「……透ちゃんなんて嫌い」

「はひぃ! 苺ちゃんが冷たいぃぃい!!」

「俺はスキだよトールッ!」


昴先輩の言葉にきゅんとしてる透ちゃんなんて、そのまま心臓破裂すればいい。


「あたしの前でイチャイチャしないでよ!」

「ふふっ、相変わらずねぇ苺。せっかく忍から告白させたっていうのに」


そう妖艶に笑う奈々先輩に、翔太先輩と透ちゃんがブルッと身震いをする。


「あはは! ……まあ、奈々らしいよね」

「あらキョウ、貴方だって楽しんでたじゃない」

「まさか。クジの箱に仕掛けはしてると思ったけど、まさか透まで使うなんて……くくっ」

「じれったいったらないのよ、忍は」


そう奈々先輩が言うと、テーブルにふたつの影が落ちた。


「「やっぱりか」」


振り向くと、困った顔をしたのんと、呆れた顔をした燈磨が立っていた。


「あら、おふたりさんお揃いで。
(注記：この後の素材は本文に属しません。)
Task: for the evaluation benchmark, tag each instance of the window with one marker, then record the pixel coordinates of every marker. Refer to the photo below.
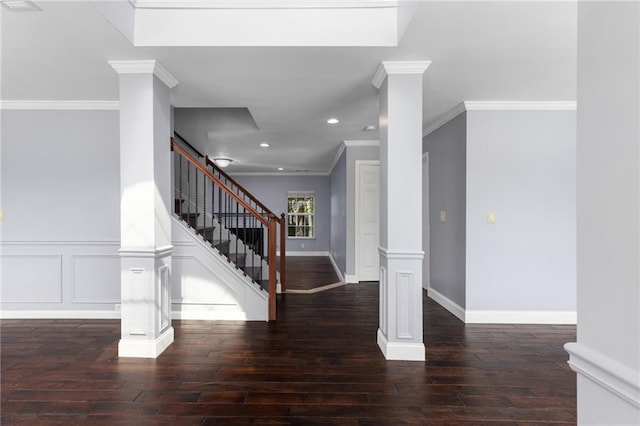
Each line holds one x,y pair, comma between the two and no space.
301,208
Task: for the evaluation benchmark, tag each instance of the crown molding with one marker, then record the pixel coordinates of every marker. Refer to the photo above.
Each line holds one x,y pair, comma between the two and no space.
357,143
398,67
341,149
278,174
145,67
444,119
497,106
520,105
262,4
60,105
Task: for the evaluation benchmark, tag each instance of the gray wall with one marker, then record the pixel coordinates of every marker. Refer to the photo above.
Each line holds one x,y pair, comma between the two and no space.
447,192
272,191
338,180
60,180
60,175
521,165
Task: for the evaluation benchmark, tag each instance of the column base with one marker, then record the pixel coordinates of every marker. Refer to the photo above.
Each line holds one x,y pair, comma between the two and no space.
133,348
401,351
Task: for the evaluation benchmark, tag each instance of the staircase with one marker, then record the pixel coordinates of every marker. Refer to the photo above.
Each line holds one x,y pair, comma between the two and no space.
229,220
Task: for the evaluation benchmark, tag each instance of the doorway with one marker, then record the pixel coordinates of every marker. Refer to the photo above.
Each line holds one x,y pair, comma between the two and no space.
367,214
426,281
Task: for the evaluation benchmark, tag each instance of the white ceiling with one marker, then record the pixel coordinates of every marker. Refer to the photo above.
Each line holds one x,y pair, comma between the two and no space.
480,51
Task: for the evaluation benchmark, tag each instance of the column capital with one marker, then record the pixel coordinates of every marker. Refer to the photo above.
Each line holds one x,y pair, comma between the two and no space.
398,67
145,67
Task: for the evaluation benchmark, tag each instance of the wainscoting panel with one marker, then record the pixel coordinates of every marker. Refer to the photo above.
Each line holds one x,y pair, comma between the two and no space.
96,278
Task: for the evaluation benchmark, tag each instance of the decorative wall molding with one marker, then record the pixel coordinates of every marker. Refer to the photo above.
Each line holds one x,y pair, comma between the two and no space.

2日ぶりにご登校かしら」


クスクス笑う奈々先輩に眉を寄せるふたりは、体育祭が終わってから学校に来なかった。


燈磨が言うには、「苺には分からない男の事情」と言われていたけど意味が分からない。


「ほんっと、奈々には敵わないよ」

「どういう罠!?」


開いてる席に座ったのんと燈磨は、食いつくように奈々先輩を問いただす。